"When the China situation arose, Ben immediately came to mind," says director of exhibits Kate Quinn.
She says Neiditz had made a faux mummy in 2008 as part of an art installation and later let the museum's education department use it so "kids could have a chance to see and touch a mummy up close. You know, to add that cool factor."
Cool indeed: That mummy, a life-size number with a comic tuft of hair atop his pate, even sports white-and-blue sneakers.
"We knew we were using photographs [in place of the missing artifacts] for the exhibit," Queen said. "But for [the mummies], we wanted to have something a little more real. They are icons . . . arguably the most interesting part of the exhibition."
Neiditz jumped at the chance.
"He was really excited about it," says Quinn.
(The artifacts, and the mummies, have since been cleared for display and will go on view at the museum beginning Friday and continuing through March 15. The show will reopen March 17, with fake mummies again in place.
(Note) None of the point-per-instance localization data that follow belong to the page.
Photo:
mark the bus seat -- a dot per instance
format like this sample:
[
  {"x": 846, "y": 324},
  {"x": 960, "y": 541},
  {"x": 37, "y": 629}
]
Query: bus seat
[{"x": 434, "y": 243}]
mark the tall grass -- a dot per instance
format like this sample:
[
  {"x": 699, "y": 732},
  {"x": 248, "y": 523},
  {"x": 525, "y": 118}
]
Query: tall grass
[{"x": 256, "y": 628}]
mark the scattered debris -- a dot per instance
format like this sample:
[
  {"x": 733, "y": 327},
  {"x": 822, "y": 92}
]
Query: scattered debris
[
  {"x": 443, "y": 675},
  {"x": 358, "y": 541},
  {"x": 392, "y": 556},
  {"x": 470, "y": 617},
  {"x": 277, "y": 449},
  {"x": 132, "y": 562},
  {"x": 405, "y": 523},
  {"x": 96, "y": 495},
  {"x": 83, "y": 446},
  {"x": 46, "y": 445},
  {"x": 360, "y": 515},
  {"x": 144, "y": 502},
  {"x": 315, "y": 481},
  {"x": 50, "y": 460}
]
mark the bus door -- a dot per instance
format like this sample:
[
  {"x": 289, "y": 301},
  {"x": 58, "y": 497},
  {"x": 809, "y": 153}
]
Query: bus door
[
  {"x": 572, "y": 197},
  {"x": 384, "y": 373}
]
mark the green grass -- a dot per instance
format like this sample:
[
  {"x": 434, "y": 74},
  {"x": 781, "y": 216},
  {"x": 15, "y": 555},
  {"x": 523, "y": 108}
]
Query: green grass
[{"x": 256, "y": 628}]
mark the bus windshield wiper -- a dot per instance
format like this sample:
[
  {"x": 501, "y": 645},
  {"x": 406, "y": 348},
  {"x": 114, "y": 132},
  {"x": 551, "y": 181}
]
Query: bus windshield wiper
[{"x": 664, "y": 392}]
The rest of the Chinese objects will remain on display until March 28; the exhibition, in its opening form, will continue through June 5.)
Neiditz, 28, who has been an exhibits fabricator at the museum since October 2009, is slim, understated, laid-back.
"I had a blast making these mummies," he says of the two papier-mâché dummies he created using photos of the originals. The first, a 3,800-year-old woman from western China, has been dubbed the Beauty of Xiaohe. The other, Baby Bluebonnet, is a 2,800-year-old infant.
A Boston native who has lived in Philly for six years, Neiditz sports a dark knit cap as he guides a visitor through the exhibit.
He says his two passions are art and political activism.